Ka’ila Farrell-Smith (Klamath Modoc) is a contemporary visual artist based in Modoc Point, Oregon. Her recent work Land Back draws from the aesthetics of graffiti and petroglyphs, using text and imagery as urgent messengers of warning and resistance. Farrell-Smith apprenticed with Shirod Younker (Coquille & Coos) during his NACF Mentor Artist Fellowship, learning the art of traditional and contemporary tool making, canoe paddle carving and canoe model making.

Photo: Off The Ground,” Acrylics, Painted Hills wild red, Klamath charcoal, aerosols, graphite, oil bars on wood panel, Ka’ila Farrell-Smith, 2021.

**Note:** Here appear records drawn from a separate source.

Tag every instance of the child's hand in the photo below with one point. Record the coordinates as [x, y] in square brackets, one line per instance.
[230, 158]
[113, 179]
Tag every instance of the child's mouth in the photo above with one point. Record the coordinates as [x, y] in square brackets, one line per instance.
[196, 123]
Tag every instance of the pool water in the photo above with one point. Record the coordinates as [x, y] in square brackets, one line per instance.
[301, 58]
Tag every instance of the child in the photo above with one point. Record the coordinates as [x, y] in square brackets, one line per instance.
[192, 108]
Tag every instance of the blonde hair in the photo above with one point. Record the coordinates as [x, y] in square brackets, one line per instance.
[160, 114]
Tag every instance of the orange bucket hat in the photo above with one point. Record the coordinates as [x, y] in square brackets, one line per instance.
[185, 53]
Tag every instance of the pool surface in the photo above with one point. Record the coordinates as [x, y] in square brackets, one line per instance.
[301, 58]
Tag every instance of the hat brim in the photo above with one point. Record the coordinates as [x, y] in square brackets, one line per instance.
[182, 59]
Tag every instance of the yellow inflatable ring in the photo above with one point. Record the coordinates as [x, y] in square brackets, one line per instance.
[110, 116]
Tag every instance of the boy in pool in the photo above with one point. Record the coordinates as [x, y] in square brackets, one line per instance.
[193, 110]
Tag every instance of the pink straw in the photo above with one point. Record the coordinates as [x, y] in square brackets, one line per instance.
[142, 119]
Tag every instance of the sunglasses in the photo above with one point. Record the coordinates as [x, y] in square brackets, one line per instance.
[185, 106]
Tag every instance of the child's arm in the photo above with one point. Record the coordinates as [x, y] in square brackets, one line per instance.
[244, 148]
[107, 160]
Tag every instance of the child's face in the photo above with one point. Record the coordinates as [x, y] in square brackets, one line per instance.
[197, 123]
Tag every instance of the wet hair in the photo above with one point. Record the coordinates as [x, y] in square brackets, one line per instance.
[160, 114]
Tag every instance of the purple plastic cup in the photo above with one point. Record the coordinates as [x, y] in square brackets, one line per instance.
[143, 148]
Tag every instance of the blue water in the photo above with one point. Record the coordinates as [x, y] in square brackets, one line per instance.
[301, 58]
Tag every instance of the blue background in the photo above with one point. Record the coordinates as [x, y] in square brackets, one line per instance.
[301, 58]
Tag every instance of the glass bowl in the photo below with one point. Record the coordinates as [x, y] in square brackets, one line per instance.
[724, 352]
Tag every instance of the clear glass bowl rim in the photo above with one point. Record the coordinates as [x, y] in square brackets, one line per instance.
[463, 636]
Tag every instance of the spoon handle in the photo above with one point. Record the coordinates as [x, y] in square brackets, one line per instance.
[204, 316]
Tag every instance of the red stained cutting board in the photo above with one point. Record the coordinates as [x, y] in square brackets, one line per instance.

Lehuauakea (Kanaka Maoli) is an interdisciplinary artist and Kapa maker. Lehuauakea apprenticed with Brenda Mallory (Cherokee Nation) during her NACF Mentor Artist Fellowship. For their final project, they curated an online exhibition titled ᎩᎦᎨ x PŌ, the Cherokee word for “red” and the ʻŌlelo Hawaiʻi word for “black.” Mallory and Lehuauakea explored interwoven histories of displacement, mixed identity and cultural erasure through a contemporary Native lens.

Photo: “Mana Māhū,” Kapa, Lehuauakea (Kanaka Maoli), 2020.

Leah Rose Kolakowski (Keweenaw Bay Ojibwa) is a photographer who apprenticed with NACF Mentor Artist Fellow Cara Romero (Chemehuevi). They worked together to create six new Native American female fine-art photographic portraits during their fellowship year. Kolakowski’s photographic study channels strength and beauty to express an authentic Native perspective in contemporary photography.

Photo: “Bring Her Home,” Leah Kolakowski (Keweenaw Bay Ojibwa), 2018.

Lynnette Haozous (Chiricahua Apache [San Carlos Apache Tribe], Diné, Taos Pueblo) painted a temporary 20-foot mural in the gallery for the exhibition. Haozous apprenticed with Nani Chacon (Diné) during her NACF Mentor Artist Fellowship, whose murals often address Indigenous thought, aesthetics, and identity, offering visibility to and empowering Indigenous people. For their fellowship year, Chacon and Haozous painted four mural projects.

Photo: Lynnette Haozous painting a 20-foot temporary mural at the Portland Art Museum, 2021.